Uma vez que o Brasil vem recebendo chineses desde o Império, acentuando-se a imigração a partir de 1950, tendo atualmente cerca de 200 mil pessoas incorporadas à sua população, poderiam os sinobrasileiros exercer no país seus costumes tradicionais, como cozinhar cachorros vivos?

Seria possível, ainda, que qualquer comunidade de brasileiros desenvolvesse uma nova forma de manifestação cultural, consistente em se correr atrás de cachorros, apanhá-los pela cauda e atirá-los no chão? O ordenamento jurídico brasileiro protegeria essa nova manifestação cultural que – a título exemplificativo – poderia ser chamada de “cachorrada”?

A resposta para ambas as indagações é negativa.

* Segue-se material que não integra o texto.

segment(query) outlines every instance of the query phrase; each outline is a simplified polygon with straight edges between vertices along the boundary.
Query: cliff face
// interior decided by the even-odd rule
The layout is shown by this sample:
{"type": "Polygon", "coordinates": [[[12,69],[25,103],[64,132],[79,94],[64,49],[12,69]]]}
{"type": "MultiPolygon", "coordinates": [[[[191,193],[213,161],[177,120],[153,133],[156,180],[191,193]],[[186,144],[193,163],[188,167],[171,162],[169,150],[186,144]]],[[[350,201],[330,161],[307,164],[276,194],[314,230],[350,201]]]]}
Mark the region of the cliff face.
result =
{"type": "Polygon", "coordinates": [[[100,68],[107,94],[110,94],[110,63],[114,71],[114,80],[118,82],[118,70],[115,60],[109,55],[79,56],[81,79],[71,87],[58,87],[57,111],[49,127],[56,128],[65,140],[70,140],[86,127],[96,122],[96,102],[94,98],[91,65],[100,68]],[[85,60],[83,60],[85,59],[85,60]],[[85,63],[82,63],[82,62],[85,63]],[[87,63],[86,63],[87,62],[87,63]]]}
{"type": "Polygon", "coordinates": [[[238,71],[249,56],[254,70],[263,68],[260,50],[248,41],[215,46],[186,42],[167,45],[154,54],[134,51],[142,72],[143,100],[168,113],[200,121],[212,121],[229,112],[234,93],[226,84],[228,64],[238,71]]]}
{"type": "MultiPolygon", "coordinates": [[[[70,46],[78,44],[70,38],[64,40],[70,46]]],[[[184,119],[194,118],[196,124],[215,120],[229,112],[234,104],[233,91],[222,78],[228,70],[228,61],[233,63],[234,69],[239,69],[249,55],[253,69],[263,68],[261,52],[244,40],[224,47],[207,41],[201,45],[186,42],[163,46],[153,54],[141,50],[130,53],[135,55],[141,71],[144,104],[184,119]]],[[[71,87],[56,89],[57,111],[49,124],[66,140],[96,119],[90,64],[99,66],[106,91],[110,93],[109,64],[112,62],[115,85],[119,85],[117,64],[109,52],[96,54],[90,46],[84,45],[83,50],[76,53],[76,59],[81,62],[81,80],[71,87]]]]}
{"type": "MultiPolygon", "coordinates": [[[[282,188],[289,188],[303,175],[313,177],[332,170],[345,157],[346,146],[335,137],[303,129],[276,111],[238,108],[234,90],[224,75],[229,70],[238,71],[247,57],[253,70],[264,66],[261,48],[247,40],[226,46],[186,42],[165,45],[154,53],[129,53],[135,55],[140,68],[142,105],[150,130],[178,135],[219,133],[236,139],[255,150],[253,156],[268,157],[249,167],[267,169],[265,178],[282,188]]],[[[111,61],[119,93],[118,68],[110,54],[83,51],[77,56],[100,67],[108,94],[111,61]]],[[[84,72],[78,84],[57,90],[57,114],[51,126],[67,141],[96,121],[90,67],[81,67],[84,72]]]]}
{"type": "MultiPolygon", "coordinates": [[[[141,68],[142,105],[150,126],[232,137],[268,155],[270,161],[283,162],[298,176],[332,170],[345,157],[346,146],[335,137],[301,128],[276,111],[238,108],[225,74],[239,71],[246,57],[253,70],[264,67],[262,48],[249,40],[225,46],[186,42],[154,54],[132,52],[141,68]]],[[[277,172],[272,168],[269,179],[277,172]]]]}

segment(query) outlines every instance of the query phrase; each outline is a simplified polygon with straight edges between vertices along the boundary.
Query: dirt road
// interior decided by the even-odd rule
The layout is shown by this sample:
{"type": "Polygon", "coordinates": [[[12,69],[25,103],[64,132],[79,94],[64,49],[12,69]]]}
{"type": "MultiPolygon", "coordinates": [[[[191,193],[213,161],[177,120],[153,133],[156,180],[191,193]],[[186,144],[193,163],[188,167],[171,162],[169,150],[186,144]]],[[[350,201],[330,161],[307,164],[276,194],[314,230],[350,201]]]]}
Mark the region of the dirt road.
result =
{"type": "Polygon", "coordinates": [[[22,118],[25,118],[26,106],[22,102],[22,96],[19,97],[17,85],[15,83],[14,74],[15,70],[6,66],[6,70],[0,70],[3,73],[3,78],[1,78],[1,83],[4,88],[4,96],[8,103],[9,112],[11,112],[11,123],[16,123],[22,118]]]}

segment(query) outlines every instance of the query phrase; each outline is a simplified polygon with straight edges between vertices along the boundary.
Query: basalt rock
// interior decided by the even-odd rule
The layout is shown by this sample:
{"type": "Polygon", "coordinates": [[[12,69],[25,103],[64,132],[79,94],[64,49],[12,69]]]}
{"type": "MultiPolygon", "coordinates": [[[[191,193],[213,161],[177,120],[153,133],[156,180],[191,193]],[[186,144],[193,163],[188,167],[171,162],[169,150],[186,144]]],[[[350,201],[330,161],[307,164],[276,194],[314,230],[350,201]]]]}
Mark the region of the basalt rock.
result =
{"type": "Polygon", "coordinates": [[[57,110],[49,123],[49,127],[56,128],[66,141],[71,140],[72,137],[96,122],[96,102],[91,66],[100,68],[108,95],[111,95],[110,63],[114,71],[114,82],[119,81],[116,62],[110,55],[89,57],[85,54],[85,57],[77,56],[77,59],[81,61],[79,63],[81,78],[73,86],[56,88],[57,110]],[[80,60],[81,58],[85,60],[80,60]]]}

No dia 06/10/2017, o Supremo Tribunal Federal (STF), por maioria apertada de votos (6 votos a 5), reafirmou sua antiga jurisprudência no sentido de que a proteção constitucional das manifestações culturais (art. 215) não se sobrepõe à regra constitucional que proíbe a crueldade contra os animais (art. 225, §1º, VIII). Tratava-se da ADI n.º 4.983/CE, ajuizada pelo Procurador-Geral da República, Rodrigo Janot, (e com parecer favorável do Advogado-Geral da União) contra a Lei n.º 15.299/13 do estado do Ceará, que regulamentava a vaquejada como prática esportiva e cultural.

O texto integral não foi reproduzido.